From an operational standpoint, many issues had to be faced with the splicing of the DTS fiber-optic cable, representing one of the weak points of the system. During equipment transportation on the rig, the connection between the DTS cable and tester box was damaged and the DTS specialist had to spend several hours correcting the problem.

While running the DTS system and the heater at the splice section, both splices slipped off with very low applied stress and had to be remade at the rigsite. Furthermore, DTS-system splicing requires the use of sulfuric acid and, during the run in hole of the 1⅔-in. tail pipe at 538-m measured depth, the high-temperature section of the DTS cable and the standard encapsulated DTS inline splice was broken. A delay of approximately 24 hours in restoring the splice (fusion splice) occurred because acid had to arrive at the rigsite from Pointe-Noire, Republic of the Congo. Furthermore, the conditions at the rigsite were not appropriate for a fusion splice (considering a limited space that was not clean enough for a very delicate operation).

One mitigation method is to limit the number of splices as much as possible (for example, only one section for the optical fiber, instead of two sections with different dimensions and ratings), and, in any case, it is necessary to know the maximum allowable tension that can be applied to the fiber-optic cable (to be included in the technical specifications). Even though the bottom-end 1⅔-in. tail pipe was strongly centralized, difficulties in passing through the hanger at 519-m depth were recorded. Several attempts to pass were made, but without success. Only when tubing was pulled up and rotated 90–180° was there a successful pass through the hanger section. Once free, the tubing was then reoriented to the original position. This operation had to be repeated several times, but no major problems were encountered. While running the completion string, all the electrical tests for the heater, the ESP cable, and the measurements on the DTS optical fiber were positive.

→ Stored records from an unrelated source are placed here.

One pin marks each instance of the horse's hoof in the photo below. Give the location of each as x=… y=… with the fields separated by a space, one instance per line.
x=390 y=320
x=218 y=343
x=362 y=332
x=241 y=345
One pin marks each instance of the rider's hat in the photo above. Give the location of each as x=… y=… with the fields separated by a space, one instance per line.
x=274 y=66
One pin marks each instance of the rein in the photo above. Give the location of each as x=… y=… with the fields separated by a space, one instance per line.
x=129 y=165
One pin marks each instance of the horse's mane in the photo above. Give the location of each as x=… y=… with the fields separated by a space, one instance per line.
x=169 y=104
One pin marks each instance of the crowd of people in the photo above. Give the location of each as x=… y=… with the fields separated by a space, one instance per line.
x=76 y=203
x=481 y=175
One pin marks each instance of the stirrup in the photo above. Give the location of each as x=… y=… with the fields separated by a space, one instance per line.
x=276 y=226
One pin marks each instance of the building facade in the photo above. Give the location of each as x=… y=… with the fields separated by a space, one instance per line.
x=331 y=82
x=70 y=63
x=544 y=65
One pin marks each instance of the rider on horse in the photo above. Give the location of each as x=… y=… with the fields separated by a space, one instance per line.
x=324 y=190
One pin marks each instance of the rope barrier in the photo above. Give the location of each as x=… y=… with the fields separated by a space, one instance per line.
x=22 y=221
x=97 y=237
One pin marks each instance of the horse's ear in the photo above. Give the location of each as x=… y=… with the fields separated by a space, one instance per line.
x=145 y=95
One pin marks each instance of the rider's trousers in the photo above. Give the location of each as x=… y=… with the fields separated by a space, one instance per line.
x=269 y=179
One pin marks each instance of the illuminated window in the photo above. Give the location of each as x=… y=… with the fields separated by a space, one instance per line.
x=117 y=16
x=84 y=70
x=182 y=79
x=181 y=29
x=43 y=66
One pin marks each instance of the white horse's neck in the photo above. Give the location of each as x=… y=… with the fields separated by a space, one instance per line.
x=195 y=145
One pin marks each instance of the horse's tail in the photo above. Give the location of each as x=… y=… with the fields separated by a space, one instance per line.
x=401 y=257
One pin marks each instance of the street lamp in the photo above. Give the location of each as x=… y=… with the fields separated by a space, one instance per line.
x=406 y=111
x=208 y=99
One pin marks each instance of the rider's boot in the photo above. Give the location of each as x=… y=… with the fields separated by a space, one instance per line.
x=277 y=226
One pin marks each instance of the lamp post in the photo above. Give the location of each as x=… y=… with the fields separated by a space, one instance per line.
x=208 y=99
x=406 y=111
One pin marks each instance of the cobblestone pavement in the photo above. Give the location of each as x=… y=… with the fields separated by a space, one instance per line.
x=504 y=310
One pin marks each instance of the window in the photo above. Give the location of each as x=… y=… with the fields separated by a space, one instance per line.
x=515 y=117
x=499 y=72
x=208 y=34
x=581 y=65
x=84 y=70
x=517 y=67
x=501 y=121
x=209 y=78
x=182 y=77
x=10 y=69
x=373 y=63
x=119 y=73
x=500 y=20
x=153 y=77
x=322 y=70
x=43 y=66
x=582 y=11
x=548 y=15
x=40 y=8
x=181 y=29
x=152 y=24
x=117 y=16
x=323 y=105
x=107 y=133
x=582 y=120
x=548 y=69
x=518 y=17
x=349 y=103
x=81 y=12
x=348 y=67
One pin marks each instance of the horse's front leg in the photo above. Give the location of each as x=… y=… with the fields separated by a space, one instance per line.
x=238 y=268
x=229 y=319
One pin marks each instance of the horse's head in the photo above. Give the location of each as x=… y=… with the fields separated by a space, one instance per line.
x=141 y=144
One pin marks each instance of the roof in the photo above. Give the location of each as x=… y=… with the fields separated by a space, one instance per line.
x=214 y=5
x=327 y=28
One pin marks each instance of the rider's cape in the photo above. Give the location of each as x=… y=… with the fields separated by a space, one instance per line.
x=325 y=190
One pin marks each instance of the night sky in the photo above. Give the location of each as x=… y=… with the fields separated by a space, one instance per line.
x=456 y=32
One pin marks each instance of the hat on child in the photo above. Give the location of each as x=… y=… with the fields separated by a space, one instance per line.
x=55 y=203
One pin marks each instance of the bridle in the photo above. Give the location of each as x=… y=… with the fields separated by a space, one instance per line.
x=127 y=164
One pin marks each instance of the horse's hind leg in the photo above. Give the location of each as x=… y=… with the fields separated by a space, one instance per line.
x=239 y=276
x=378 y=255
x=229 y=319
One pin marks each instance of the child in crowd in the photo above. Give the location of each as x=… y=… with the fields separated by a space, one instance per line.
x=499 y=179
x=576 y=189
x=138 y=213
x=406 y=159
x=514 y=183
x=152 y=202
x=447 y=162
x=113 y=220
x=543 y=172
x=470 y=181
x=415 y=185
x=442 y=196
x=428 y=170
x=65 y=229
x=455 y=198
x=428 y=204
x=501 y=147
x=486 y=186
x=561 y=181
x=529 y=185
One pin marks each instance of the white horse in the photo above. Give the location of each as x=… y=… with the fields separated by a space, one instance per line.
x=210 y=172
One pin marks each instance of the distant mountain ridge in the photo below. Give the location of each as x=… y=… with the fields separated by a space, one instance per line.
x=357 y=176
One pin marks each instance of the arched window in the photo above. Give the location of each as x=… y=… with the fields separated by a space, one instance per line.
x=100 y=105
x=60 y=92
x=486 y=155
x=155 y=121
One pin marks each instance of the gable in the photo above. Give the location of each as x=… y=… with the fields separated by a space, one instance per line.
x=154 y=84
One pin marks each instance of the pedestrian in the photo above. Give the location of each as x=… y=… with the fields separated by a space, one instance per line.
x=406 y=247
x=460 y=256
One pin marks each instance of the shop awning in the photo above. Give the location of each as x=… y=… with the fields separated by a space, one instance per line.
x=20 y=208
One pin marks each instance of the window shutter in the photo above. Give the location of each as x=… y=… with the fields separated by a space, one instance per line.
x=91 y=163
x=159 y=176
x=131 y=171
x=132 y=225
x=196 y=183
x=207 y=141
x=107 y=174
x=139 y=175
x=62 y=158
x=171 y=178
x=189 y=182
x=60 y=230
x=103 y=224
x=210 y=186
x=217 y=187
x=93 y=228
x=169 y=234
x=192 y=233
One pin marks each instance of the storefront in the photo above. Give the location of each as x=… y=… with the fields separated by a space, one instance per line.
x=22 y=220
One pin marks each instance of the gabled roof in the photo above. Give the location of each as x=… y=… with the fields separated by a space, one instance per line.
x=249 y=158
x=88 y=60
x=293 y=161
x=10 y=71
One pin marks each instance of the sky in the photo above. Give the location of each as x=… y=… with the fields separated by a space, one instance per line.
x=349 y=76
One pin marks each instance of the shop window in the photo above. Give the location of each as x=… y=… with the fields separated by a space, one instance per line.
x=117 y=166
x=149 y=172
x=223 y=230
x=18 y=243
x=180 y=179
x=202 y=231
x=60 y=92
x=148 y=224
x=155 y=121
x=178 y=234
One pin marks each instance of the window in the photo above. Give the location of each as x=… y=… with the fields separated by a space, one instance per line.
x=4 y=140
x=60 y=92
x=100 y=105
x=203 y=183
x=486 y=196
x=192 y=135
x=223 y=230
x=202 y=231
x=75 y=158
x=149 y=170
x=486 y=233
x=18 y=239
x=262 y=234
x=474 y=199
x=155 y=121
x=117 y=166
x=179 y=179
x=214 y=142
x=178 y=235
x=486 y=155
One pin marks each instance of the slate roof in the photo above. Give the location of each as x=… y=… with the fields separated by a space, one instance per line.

The major issue encountered during completion operations was related to a negative test registered while measuring the insulation resistance (IR) on the ESP cable immediately before startup of the pump. The IR during all the run-in-hole operations and after tree installation was higher than 1 GΩ, while before starting the ESP, it was measured at 15 kΩ (i.e., grounded). To find where the power-cable section was damaged, it was necessary to retrieve the completion and test the ESP power cable over its length until the ESP assembly was at surface. Finally, the damage was found to be at the -motor-lead-extension (MLE) cable insulation. The MLE cable and seal section were changed, and, because of the suspicion that the cable was damaged while passing a high dogleg-severity section, the ESP assembly was installed 60 m higher than the previous depth.

This article, written by JPT Technology Editor Chris Carpenter, contains highlights of paper IPTC 16858, “Downhole Electrical Heating for Heavy-Oil Enhanced Recovery: A Successful Application Offshore Congo,” by F. Bottazzi, C. Repetto, E. Tita, and G. Maugeri, Eni, prepared for the 2013 International Petroleum Technology Conference, Beijing, 26–28 March. The paper has not been peer reviewed.